The substance of the complaint in this action is that while plaintiffs were owners and in possession of about eight sections of land in Trinity county (not alleged to have been inclosed), “defendants’ cattle and horses ran and trespassed upon said lands, ate up, injured, and destroyed the grass, hay, and verdure being and growing thereon,” to the damage of plaintiff in the sum of one thousand dollars. It is not alleged that the trespass was instigated by defendants, nor that defendants had notice thereof.

A demurrer to the complaint, on the ground that it • does not state a cause of action, was sustained by the court; and, plaintiffs having declined to amend their complaint, judgment passed for the defendants.

Plaintiffs bring this appeal from the judgment on the judgment-roll, and contend that “ at common law the rule was that every man must, at his peril, keep his cattle on his own land; and if he fails he is liable for their trespass on the land of others, whether fenced or unfenced”; citing 3 Blackstone’s Commentaries, 211; Cooley on Torts, 337; Pol.
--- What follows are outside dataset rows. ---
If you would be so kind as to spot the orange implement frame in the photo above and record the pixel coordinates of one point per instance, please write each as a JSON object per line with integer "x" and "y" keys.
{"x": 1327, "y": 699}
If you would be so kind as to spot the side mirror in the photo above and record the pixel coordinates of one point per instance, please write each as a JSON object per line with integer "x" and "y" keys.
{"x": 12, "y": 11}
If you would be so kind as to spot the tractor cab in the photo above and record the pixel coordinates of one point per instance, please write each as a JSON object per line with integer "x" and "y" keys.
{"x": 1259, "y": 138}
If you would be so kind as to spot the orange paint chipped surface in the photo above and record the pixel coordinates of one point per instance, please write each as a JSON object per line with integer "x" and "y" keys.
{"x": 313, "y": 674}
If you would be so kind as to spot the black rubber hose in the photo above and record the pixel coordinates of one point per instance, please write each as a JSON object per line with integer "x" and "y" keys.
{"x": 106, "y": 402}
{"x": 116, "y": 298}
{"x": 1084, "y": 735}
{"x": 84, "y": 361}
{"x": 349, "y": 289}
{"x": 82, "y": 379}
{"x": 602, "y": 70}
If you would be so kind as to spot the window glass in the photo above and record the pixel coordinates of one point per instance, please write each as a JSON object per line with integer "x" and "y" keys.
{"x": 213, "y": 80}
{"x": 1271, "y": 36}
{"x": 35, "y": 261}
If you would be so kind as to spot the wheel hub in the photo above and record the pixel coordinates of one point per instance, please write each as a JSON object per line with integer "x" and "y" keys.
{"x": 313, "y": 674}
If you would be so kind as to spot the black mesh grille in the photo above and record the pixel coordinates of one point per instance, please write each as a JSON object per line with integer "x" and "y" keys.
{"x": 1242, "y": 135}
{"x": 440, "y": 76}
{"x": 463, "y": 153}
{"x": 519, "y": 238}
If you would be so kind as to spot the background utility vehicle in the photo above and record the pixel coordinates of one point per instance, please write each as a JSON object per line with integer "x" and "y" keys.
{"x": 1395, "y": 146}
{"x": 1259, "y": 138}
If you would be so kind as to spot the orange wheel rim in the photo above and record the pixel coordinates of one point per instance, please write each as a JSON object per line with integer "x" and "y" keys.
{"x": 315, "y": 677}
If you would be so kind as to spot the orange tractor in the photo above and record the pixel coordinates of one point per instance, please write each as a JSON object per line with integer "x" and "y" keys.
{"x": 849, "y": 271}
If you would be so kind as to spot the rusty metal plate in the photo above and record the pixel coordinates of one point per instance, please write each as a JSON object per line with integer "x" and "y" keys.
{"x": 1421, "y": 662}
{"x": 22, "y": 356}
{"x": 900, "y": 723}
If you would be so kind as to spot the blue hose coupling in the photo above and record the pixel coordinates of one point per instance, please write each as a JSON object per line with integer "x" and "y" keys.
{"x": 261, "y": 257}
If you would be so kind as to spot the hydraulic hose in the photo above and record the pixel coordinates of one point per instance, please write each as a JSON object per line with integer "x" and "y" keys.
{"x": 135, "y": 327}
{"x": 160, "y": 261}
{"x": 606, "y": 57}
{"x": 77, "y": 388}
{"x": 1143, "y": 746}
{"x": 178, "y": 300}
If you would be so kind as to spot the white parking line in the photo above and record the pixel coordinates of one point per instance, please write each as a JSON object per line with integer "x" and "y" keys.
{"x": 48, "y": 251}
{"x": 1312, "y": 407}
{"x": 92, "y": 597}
Code, sec. 4468.

In 1850 the legislature of this state enacted that “ the common law of England, so far as it is not repugnant to, or inconsistent with, the constitution of the United States, or the constitution or laws of the state of California, shall be the rule of decision in all courts of this state”; and section 4468 of the Political Code is to the same effect. Yet it has been held in several cases that the common-law rule as to trespassing animals, claimed by appellants to be applicable to this case, is inconsistent with certain general legislative acts which have always been in force in this state, except as repealed by local laws applicable to some particular counties of which Trinity is admitted not to be one; and therefore that the common-law rule invoked by appellant has never been in force in this state. (Waters v. Moss, 12 Cal. 538; 73 Am. Dec. 561; Comerford v. Dupuy, 17 Cal. 308; Logan v. Gedney, 38 Cal. 581.) And the authority of these cases was recognized in Hahn v. Garratt, 69 Cal. 147, the decision of which, however, was governed by a local law applicable to Santa Clara county alone.

I think the judgment should be affirmed.

Searls, C., and Belcher, C., concurred.

For the reasons given in the foregoing opinion, the judgment appealed from is affirmed.

McFarland, J., Fitzgerald, J., De Haven, J.